Risk-Adjusted Performance

1 of 100

 
Weak
 
Strong
Weak
Compared to the overall equity markets, risk-adjusted returns on investments in Astoria Investments are ranked lower than 1 (%) of all global equities and portfolios over the last 90 days. In spite of rather sound technical and fundamental indicators, Astoria Investments is not utilizing all of its potentials. The latest stock price tumult, may contribute to shorter-term losses for the shareholders.

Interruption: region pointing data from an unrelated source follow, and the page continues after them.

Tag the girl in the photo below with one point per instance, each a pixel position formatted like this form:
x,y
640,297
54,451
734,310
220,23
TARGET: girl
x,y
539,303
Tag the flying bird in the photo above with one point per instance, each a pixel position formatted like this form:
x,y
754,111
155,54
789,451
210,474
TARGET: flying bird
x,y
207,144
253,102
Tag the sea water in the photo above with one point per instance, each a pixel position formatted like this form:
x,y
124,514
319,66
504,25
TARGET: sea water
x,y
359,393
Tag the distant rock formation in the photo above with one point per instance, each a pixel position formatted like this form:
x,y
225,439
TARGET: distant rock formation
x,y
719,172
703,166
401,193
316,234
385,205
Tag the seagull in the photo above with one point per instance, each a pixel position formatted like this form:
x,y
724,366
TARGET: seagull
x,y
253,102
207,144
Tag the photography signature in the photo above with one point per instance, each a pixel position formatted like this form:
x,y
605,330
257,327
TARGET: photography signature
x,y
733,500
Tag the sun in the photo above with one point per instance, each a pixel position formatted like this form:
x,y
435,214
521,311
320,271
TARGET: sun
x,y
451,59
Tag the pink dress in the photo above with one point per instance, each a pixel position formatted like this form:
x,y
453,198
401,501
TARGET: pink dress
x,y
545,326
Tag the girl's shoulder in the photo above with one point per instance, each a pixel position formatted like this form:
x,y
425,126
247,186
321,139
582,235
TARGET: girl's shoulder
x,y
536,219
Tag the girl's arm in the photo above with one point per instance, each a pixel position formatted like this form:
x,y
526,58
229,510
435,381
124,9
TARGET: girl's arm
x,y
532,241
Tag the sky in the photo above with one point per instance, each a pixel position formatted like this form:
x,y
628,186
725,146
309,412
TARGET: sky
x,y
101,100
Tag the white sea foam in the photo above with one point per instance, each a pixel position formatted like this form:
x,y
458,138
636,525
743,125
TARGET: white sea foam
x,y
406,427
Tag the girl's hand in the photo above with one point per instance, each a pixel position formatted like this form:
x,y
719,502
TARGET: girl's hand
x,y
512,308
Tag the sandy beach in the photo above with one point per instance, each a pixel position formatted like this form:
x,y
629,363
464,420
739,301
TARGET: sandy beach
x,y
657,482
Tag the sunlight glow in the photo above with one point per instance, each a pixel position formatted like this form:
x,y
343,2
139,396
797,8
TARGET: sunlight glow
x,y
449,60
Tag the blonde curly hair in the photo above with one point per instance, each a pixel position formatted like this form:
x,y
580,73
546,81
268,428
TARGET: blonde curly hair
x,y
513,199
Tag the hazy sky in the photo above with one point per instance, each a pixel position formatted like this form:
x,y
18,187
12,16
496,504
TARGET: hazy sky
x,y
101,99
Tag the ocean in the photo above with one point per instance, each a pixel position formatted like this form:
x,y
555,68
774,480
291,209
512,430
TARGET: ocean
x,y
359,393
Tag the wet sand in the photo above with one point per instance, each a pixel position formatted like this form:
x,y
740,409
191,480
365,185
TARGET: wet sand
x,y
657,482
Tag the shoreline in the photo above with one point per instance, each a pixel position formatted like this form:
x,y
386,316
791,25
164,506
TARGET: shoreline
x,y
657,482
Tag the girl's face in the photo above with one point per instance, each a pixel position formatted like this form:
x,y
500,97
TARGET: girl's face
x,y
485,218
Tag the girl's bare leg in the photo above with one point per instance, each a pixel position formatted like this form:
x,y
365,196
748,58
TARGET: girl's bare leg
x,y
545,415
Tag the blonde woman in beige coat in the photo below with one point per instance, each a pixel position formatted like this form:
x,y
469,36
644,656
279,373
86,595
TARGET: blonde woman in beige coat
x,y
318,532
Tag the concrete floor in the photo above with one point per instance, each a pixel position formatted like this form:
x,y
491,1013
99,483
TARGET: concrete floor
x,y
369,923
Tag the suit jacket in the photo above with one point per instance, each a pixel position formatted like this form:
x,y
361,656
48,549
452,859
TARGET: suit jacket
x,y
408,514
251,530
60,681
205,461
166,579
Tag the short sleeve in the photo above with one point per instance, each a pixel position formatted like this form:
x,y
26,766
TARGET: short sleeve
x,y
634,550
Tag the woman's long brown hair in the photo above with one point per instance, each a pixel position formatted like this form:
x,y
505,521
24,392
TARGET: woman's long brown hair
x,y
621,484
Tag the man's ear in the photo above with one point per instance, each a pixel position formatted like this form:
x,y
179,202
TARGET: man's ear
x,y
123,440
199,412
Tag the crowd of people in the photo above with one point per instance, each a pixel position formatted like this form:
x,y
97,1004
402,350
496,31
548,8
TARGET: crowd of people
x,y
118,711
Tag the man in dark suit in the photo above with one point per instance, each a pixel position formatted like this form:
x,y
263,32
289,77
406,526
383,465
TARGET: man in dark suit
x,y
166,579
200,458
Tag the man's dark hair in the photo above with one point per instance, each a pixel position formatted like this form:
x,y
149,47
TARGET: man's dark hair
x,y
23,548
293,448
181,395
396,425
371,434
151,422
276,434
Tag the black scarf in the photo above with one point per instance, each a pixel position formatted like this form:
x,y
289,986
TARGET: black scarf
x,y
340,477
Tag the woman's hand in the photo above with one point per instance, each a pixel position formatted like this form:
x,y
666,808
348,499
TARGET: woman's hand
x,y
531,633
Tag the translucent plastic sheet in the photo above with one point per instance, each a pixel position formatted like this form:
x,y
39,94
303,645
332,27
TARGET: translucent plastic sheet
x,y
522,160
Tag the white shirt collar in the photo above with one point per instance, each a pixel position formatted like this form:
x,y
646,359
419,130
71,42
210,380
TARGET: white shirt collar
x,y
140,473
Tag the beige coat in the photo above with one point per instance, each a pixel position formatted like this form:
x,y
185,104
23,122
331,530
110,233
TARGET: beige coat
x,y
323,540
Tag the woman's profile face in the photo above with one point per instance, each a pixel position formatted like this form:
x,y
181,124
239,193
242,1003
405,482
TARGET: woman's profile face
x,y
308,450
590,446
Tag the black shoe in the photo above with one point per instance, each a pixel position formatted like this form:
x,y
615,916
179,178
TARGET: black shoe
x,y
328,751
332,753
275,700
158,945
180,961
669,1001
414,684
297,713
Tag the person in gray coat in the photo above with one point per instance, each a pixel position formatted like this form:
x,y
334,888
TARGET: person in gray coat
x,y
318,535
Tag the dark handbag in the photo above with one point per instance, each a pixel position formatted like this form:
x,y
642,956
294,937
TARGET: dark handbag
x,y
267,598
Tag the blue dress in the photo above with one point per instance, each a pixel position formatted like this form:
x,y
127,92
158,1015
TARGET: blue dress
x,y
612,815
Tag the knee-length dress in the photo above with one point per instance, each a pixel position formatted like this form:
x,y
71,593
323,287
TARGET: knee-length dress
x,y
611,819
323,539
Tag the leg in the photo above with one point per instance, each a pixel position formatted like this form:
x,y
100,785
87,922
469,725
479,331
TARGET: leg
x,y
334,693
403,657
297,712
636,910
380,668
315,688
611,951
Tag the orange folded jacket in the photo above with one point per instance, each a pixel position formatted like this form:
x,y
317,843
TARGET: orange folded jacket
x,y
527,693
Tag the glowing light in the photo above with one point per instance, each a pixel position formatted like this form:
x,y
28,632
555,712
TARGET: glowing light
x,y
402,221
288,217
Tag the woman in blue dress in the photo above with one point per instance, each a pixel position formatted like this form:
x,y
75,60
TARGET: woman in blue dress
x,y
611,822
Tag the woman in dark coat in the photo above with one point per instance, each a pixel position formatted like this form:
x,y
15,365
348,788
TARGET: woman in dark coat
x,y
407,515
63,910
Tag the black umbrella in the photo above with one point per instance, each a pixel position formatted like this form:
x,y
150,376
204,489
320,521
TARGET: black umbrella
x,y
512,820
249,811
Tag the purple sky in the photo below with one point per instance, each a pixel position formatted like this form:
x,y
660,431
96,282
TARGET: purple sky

Microsoft and Astoria Investments Volatility Contrast

   Predicted Return Density   
       Returns  

Pair Trading with Microsoft and Astoria Investments

The main advantage of trading using opposite Microsoft and Astoria Investments positions is that it hedges away some unsystematic risk. Because of two separate transactions, even if Microsoft position performs unexpectedly, Astoria Investments can make up some of the losses. Pair trading also minimizes risk from directional movements in the market. For example, if an entire industry or sector drops because of unexpected headlines, the short position in Astoria Investments will offset losses from the drop in Astoria Investments' long position.
The idea behind Microsoft and Astoria Investments pairs trading is to make the combined position market-neutral, meaning the overall market's direction will not affect its win or loss (or potential downside or upside). This can be achieved by designing a pairs trade with two highly correlated stocks or equities that operate in a similar space or sector, making it possible to obtain profits through simple and relatively low-risk investment.
Check out your portfolio center.
Note that this page's information should be used as a complementary analysis to find the right mix of equity instruments to add to your existing portfolios or create a brand new portfolio. You can also try the Stocks Directory module to find actively traded stocks across global markets.